On Wednesday, 1 May, 2019 15:36, Harlan Stenn <st...@nwtime.org> wrote:

>So I gotta ask, just as a reality check:

>- Why do folks want to have one or more NTP server masters that have
>at least 1 refclock on them in a data center, instead of having their
>data center NTP server masters that only get time over the internet?

That entirely depends on what you need the time for.

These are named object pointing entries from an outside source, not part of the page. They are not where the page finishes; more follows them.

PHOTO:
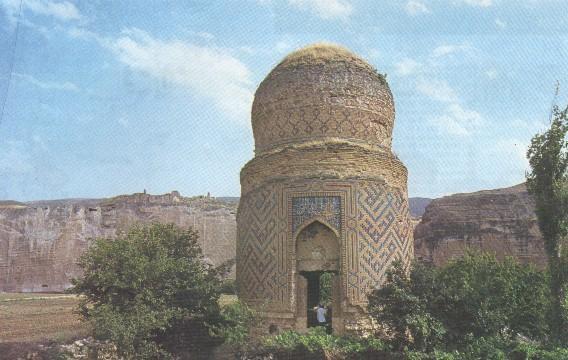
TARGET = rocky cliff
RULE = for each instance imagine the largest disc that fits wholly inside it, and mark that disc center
(41, 241)
(501, 220)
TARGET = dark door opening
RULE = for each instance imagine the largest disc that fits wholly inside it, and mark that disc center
(319, 290)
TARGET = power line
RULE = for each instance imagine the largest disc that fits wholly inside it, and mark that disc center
(556, 91)
(14, 44)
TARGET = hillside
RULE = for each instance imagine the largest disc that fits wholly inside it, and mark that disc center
(41, 241)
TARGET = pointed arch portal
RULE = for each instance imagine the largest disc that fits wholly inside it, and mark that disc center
(317, 253)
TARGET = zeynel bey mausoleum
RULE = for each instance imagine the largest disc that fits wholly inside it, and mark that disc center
(324, 192)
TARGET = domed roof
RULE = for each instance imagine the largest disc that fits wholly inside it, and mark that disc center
(320, 92)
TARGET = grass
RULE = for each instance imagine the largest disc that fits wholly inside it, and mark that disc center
(30, 318)
(35, 318)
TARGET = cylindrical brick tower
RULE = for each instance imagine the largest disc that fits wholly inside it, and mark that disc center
(323, 194)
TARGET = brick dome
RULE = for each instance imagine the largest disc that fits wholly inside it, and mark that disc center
(322, 92)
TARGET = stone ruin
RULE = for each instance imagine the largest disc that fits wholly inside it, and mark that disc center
(324, 192)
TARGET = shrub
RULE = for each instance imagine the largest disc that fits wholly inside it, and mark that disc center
(317, 341)
(473, 297)
(149, 290)
(235, 327)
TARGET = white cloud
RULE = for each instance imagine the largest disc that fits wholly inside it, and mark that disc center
(478, 3)
(457, 120)
(500, 23)
(407, 67)
(47, 85)
(492, 74)
(210, 72)
(444, 50)
(415, 7)
(61, 10)
(438, 90)
(282, 46)
(325, 9)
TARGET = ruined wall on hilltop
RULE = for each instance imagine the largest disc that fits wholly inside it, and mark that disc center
(502, 221)
(40, 242)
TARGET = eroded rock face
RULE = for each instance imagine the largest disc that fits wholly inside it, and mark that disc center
(501, 220)
(40, 242)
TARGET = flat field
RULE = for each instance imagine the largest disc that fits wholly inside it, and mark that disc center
(33, 318)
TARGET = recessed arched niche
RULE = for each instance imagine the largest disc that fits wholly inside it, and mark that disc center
(317, 248)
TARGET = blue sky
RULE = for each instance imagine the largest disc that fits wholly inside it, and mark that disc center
(102, 98)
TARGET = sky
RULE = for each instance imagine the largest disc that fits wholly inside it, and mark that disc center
(100, 98)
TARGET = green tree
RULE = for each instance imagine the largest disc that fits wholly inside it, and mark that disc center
(547, 183)
(149, 290)
(475, 296)
(402, 306)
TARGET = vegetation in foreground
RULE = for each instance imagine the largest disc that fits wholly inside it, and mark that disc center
(151, 292)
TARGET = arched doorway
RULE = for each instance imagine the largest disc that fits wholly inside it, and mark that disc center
(317, 265)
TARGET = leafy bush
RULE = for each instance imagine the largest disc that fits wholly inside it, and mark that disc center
(316, 340)
(149, 290)
(426, 308)
(229, 287)
(236, 324)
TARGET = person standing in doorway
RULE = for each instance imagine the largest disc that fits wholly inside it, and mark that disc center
(320, 314)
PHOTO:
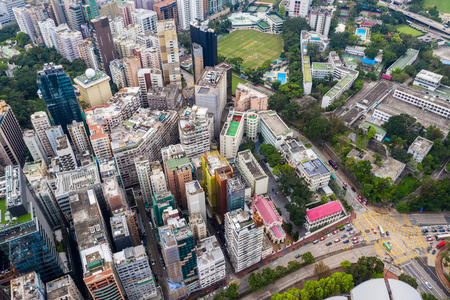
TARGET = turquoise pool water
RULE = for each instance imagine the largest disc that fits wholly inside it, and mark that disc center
(361, 32)
(281, 78)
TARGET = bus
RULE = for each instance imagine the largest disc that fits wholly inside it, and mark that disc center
(332, 164)
(381, 230)
(440, 237)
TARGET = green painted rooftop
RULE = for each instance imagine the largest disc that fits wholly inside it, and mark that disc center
(3, 211)
(174, 163)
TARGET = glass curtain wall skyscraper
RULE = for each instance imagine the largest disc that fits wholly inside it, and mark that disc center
(59, 95)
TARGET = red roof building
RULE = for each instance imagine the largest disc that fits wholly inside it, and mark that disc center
(324, 214)
(271, 218)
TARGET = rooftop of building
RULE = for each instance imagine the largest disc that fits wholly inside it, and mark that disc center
(373, 95)
(88, 220)
(129, 255)
(59, 287)
(275, 123)
(90, 78)
(323, 211)
(210, 77)
(379, 130)
(401, 63)
(27, 287)
(193, 187)
(266, 210)
(142, 124)
(75, 180)
(252, 164)
(208, 252)
(421, 145)
(322, 66)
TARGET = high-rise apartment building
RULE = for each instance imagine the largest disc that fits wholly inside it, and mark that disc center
(68, 44)
(41, 123)
(104, 42)
(163, 98)
(34, 145)
(196, 130)
(196, 200)
(244, 239)
(93, 87)
(125, 10)
(204, 36)
(146, 18)
(95, 252)
(166, 9)
(63, 288)
(210, 261)
(12, 145)
(298, 8)
(150, 58)
(157, 130)
(137, 284)
(189, 11)
(149, 78)
(40, 253)
(86, 49)
(79, 137)
(320, 20)
(211, 92)
(44, 28)
(168, 45)
(65, 153)
(28, 287)
(59, 95)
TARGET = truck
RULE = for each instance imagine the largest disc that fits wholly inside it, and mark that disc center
(440, 245)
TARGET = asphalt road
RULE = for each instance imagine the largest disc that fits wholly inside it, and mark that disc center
(152, 248)
(423, 274)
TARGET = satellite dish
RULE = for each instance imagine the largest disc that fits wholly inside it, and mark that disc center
(90, 73)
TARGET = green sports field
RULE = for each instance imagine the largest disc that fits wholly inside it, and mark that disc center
(253, 46)
(443, 6)
(409, 30)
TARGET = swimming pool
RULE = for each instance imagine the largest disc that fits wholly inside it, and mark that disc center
(281, 78)
(361, 32)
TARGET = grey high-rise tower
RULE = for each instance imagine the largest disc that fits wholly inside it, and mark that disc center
(59, 95)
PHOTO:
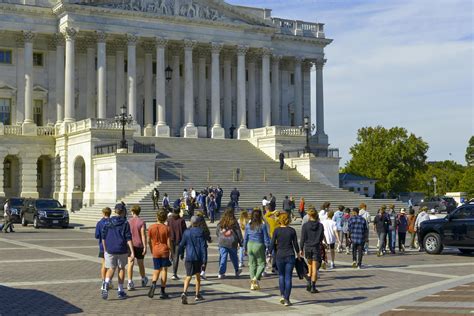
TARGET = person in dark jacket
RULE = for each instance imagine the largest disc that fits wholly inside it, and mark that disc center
(116, 237)
(177, 227)
(194, 244)
(312, 235)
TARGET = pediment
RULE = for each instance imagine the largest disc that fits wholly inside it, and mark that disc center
(210, 10)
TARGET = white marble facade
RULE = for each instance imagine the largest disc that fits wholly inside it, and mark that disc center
(232, 65)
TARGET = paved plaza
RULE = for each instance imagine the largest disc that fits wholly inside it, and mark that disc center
(55, 271)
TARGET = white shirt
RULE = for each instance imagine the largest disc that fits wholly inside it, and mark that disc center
(329, 228)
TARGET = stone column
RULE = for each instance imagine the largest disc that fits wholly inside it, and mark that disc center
(202, 103)
(320, 134)
(266, 92)
(276, 101)
(298, 92)
(91, 87)
(101, 76)
(148, 47)
(59, 40)
(29, 126)
(132, 75)
(162, 129)
(242, 131)
(227, 92)
(217, 130)
(69, 90)
(189, 130)
(252, 98)
(119, 75)
(176, 83)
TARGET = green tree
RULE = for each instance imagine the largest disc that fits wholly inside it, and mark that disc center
(470, 152)
(389, 155)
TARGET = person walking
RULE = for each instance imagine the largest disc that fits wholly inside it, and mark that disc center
(194, 245)
(256, 243)
(138, 230)
(285, 244)
(244, 218)
(177, 227)
(330, 233)
(160, 244)
(229, 237)
(116, 237)
(98, 235)
(312, 236)
(359, 233)
(381, 224)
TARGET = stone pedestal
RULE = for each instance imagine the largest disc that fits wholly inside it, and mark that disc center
(162, 131)
(217, 132)
(29, 129)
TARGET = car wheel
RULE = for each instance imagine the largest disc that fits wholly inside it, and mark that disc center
(432, 243)
(35, 222)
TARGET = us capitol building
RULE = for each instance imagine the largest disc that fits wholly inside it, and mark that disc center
(177, 68)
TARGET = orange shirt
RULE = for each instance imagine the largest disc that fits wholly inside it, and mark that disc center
(158, 235)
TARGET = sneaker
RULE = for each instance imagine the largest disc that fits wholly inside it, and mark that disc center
(105, 294)
(199, 298)
(121, 295)
(151, 292)
(184, 299)
(144, 282)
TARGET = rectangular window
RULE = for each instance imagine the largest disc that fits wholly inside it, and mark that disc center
(5, 56)
(5, 111)
(38, 112)
(38, 59)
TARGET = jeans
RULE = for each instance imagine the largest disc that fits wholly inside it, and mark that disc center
(257, 262)
(285, 270)
(223, 252)
(392, 240)
(382, 238)
(357, 253)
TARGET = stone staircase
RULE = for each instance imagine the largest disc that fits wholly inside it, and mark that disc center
(198, 163)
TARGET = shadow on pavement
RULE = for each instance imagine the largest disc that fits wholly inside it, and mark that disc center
(26, 301)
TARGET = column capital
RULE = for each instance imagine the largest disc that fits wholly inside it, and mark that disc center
(132, 39)
(216, 47)
(161, 42)
(28, 36)
(242, 50)
(189, 44)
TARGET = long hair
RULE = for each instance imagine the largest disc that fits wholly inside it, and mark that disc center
(228, 219)
(257, 219)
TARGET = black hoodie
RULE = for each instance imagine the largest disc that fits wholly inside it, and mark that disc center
(312, 234)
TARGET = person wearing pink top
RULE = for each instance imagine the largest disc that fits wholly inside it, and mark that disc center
(138, 229)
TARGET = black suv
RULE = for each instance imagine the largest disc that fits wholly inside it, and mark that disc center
(455, 230)
(44, 212)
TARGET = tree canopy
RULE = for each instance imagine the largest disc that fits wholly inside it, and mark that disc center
(390, 155)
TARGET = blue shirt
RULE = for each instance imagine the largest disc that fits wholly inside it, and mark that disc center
(358, 229)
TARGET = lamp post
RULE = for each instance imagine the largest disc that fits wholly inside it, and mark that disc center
(123, 119)
(306, 128)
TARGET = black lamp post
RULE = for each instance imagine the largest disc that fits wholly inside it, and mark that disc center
(306, 128)
(123, 119)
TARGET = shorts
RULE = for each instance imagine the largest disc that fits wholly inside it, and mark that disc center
(159, 263)
(138, 253)
(313, 254)
(192, 267)
(113, 261)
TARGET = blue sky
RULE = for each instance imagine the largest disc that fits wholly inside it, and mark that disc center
(402, 63)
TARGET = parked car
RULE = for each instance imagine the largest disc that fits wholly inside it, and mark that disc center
(44, 212)
(455, 230)
(440, 204)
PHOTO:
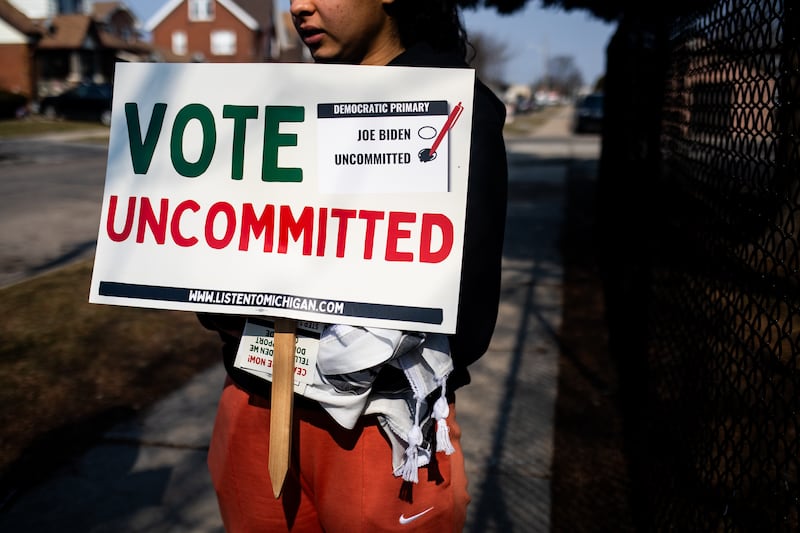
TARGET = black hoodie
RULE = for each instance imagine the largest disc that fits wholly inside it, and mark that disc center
(483, 238)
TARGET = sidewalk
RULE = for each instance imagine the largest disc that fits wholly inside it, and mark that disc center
(150, 474)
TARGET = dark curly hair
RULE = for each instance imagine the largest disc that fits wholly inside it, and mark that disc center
(436, 22)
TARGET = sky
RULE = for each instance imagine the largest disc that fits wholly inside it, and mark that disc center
(534, 34)
(531, 36)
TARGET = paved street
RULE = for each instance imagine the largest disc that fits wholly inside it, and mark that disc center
(150, 474)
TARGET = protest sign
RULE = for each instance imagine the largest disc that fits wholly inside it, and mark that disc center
(329, 193)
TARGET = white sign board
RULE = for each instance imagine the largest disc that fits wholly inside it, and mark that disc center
(328, 193)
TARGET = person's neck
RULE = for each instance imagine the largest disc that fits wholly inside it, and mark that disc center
(383, 54)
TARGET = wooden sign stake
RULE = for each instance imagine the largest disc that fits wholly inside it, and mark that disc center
(280, 423)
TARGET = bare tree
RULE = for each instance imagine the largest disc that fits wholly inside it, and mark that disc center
(562, 75)
(488, 57)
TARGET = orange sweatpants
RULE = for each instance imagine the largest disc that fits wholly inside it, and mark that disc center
(340, 481)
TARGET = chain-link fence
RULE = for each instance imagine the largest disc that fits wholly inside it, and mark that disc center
(699, 209)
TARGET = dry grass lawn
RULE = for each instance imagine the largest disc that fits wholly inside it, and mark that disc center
(70, 369)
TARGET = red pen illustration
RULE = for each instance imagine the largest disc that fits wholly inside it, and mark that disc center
(429, 154)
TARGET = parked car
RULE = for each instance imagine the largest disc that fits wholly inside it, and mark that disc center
(11, 104)
(88, 101)
(588, 116)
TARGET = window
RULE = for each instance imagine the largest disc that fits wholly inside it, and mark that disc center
(223, 43)
(179, 43)
(201, 10)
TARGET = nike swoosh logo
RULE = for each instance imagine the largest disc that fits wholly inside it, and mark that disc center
(407, 519)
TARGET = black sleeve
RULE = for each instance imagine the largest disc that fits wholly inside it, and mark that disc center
(484, 233)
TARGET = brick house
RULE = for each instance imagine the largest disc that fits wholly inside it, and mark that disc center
(216, 31)
(19, 36)
(44, 51)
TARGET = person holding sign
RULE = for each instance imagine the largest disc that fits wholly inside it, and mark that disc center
(376, 445)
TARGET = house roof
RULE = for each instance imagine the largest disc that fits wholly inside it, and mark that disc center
(236, 8)
(102, 11)
(66, 31)
(18, 20)
(70, 32)
(259, 10)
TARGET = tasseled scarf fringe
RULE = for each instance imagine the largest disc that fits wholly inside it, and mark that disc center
(410, 468)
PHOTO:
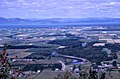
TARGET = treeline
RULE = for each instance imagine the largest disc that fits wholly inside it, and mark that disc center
(74, 48)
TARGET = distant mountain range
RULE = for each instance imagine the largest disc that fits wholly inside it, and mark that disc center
(60, 21)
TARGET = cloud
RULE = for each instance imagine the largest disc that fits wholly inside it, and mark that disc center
(59, 8)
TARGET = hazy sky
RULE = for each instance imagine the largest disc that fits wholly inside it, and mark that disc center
(59, 8)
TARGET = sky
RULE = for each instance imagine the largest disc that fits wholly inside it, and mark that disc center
(59, 8)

For example, in a Continuous Control environment you really do not care about 
the accuracy of the time -- just like a printer will not suddenly fail to print 
documents with dates in them because of Y2K, the printer neither cares nor 
knows what time it is.

What you may care about, however, is that all your Distributed Control and 
Outboard Systems have the SAME TIME and that that time, relative to each other, 
is closely synchronized.  This has a huge impact when comparing log events from 
one system to another.  What is important is that they all have the same time, 
and that they all drift together.

If you have one such installation, then you really do not care about the 
"accuracy" of the time.  However if you have multiple such installations then 
you want them all to have the same time (if you will be comparing logs between 
them, for example).  At some point it becomes "cheaper" to spend thousands of 
dollars per site to have a single Stratum 0 timesource (for example, the GPS 
system) at each site (and thus comparable time stamps) than it is to pay 
someone to go though the rigamarole of computing offsets and slew rates between 
sites to be able to do accurate comparison.  And if you communicate any of that 
info to outsiders then being able to say "my log timestamps are accurate to +/- 
10 nanoseconds so it must be you who is farked up" (and be able to prove it) 
has immense value.

---
The fact that there's a Highway to Hell but only a Stairway to Heaven says a 
lot about anticipated traffic volume.